Mastering Exposure: Get Your Colours Right
Getting the exposure right
Light meter is a scale that you see in the view finder of your camera that ranges from -2..-1..0..1..2. Changing your shutter speed and aperture settings will have an impact on the exposure and the light meter will indicate the extent of the effect.
The intensity of light is measured in stops. When the light meter is at zero, that means the camera is reading the exact amount of available ambient light. Not a stop more or less.
When it’s at +1, it means you have increased the exposure by 1 stop. That means you are allowing double the amount of ambient light. At +2 you have increased the exposure by 2 stops and you are allowing 4 times the light.
When it’s at -1, you have decreased the exposure by 1 stop. That means you are allowing half the amount of light. At -2 you have decreased the exposure by 2 stops and you are allowing only a quarter of the light.
Remember that you are cutting light when you increase the shutter speed or reduce the aperture and you are letting in more light by decreasing the shutter speed or increasing the aperture size.
By increasing the aperture size, this makes the depth of field go shallow (background blur) and decreasing the aperture size makes the depth of field deeper (no blur, everything is in focus).
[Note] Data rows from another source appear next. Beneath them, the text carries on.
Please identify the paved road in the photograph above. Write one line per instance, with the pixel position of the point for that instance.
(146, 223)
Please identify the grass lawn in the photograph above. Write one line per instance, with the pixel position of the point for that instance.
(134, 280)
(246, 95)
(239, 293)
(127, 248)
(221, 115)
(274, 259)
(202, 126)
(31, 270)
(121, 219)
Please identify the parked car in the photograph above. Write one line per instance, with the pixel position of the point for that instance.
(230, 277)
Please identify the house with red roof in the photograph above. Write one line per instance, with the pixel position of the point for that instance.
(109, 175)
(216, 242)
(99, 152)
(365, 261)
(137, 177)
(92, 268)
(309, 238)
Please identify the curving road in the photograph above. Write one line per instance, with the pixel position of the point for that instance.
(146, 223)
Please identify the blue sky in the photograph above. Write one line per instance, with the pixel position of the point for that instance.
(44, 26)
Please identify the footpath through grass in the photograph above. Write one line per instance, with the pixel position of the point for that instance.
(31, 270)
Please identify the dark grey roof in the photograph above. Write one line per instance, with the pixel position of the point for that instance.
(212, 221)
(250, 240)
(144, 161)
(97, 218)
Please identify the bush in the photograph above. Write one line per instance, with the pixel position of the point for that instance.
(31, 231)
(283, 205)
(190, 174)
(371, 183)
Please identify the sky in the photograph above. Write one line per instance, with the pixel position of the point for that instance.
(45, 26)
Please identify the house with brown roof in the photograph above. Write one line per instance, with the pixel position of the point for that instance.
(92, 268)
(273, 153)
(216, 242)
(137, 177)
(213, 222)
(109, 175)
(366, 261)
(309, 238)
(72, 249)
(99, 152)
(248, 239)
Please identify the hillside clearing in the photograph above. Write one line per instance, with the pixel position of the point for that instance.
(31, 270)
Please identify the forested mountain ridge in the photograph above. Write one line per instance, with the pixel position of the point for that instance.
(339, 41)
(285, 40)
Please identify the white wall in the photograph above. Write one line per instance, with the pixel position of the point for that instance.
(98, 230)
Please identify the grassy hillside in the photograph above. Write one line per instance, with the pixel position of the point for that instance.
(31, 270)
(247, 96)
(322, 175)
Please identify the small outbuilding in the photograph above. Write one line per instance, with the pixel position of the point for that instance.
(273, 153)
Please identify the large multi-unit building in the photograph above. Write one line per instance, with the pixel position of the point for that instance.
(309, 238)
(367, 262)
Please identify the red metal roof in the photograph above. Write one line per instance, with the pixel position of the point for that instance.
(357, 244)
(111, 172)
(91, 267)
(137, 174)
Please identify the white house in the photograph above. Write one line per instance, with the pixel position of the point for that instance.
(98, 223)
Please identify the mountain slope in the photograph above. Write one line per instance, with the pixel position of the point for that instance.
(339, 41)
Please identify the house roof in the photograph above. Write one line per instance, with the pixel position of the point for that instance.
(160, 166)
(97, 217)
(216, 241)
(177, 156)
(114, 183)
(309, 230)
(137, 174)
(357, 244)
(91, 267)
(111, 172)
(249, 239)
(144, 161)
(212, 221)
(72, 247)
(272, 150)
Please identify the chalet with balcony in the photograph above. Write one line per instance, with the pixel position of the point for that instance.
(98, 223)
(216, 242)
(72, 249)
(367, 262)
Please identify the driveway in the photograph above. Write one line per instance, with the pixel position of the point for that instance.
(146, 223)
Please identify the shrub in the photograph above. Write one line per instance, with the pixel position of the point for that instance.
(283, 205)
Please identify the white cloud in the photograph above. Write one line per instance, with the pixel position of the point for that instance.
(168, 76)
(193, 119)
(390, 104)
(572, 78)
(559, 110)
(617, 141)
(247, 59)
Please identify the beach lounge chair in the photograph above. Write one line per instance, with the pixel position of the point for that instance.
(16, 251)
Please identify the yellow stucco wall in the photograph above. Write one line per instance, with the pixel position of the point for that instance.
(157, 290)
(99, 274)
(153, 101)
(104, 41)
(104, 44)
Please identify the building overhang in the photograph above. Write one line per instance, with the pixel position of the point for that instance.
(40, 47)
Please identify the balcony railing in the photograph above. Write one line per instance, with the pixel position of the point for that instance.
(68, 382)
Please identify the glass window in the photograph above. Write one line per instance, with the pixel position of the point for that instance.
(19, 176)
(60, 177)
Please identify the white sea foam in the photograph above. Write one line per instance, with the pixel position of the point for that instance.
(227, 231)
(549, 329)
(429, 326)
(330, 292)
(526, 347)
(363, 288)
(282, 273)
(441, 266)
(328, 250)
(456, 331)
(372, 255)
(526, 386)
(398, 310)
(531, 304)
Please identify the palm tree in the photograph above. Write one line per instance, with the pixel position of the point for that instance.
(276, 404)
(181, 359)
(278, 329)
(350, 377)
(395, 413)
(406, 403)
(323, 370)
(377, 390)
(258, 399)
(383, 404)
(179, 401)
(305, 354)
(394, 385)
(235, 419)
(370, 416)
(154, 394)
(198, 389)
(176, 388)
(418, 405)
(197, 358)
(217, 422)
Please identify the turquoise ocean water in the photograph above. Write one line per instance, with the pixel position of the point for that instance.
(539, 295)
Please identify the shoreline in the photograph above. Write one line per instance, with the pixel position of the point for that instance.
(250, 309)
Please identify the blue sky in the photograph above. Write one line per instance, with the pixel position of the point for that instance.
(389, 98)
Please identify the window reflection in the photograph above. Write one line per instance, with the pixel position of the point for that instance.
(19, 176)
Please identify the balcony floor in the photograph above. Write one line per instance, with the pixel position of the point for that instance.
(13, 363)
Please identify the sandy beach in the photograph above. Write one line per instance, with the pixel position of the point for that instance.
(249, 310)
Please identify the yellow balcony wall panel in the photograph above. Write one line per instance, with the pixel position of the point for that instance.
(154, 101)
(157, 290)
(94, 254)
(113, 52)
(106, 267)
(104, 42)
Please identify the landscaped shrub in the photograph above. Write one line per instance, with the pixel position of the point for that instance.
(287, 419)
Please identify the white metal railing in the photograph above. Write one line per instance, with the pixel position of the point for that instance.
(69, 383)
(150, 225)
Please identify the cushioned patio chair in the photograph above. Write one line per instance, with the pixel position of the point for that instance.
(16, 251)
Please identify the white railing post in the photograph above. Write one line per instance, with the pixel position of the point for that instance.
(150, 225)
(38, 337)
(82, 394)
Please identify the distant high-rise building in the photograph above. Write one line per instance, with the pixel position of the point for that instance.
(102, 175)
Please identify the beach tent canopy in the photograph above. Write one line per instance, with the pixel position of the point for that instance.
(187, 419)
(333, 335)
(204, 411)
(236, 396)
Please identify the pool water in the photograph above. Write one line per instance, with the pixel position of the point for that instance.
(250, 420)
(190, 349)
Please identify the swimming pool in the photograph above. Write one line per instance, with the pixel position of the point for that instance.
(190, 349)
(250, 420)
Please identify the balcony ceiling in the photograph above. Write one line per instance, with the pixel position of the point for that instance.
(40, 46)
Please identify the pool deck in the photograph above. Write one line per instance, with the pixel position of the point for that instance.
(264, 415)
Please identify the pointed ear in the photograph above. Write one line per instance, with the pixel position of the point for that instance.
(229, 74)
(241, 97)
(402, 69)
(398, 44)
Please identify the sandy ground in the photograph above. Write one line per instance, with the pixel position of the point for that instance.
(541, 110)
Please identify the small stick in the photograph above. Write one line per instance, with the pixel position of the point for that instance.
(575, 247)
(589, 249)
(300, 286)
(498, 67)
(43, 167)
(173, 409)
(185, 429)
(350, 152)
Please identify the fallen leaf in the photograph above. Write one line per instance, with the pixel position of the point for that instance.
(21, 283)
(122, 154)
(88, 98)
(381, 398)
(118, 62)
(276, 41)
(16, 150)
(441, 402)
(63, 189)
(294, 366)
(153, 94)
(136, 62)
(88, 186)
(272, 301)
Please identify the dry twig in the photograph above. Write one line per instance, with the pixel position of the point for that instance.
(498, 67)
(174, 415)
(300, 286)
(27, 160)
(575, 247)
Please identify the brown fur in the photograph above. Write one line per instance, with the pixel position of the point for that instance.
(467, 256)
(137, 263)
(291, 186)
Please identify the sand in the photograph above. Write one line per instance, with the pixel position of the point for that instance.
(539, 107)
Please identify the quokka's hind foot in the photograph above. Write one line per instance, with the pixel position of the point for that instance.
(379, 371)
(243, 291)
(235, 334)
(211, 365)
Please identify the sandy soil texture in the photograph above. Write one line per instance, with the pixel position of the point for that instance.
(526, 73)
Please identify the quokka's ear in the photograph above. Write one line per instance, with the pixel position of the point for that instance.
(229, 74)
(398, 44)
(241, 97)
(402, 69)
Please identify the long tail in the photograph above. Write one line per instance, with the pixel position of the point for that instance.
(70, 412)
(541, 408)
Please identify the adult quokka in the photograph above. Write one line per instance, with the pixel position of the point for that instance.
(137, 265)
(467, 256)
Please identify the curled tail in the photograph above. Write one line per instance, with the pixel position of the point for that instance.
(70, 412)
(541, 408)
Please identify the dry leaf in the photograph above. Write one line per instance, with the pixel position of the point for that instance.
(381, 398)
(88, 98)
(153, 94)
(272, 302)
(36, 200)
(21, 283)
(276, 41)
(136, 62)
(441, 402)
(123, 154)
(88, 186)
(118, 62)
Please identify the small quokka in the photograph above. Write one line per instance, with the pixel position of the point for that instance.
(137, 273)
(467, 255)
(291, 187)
There is the third element, ISO. But this should be your last resort. Let’s say you are trying to freeze motion under low light and you want to do this while you have deep depth of field. So, you will be setting a high shutter speed and a small aperture size both of which will lead to cutting down the ambient light and the light meter will read somewhere between -2 and -1 or even below -2. In this case, you will need to increase the ISO to increase the light sensitivity of your camera sensor. However it’s important to remember that this will also add noise in the form of grain in your image.
Getting the right colours in your image is all about setting the proper white balance. The reason it’s called white balance is because it’s how a white sheet of paper would appear under ambient light. If you are viewing the white paper under yellow light the paper will appear yellow, under blue light it will look blue. White balance will help you counter the ambient light to make sure that white appears white under any light condition. Professional photographers normally use grey cards to set the white balance. It’s basically cards that range from white to black in different shades of grey. The camera pre-sets of white balance automatically select the required white balance. However, you can also do it manually by clicking the picture of a white sheet and then reviewing and adjusting your white balance settings accordingly.
When all else fails, you can always rely on post processing. Provided you shoot in RAW.
The camera RAW editor or Lightroom, have all the tools that you need to fix things in your image. I normally try to get it right during the shoot itself. I try to keep the editing part as a creative process and not the part where I am correcting my mistakes. It becomes tedious when you have to correct a batch of files.
You can use the exposure slider to alter the exposure as you see fit. You can also control the white balance by using the temperature slider. To enhance colour I normally use the vibrance slider instead of the saturation slider.
Like I said, I normally prefer to do it right while shooting itself but it’s nice to know that there are options.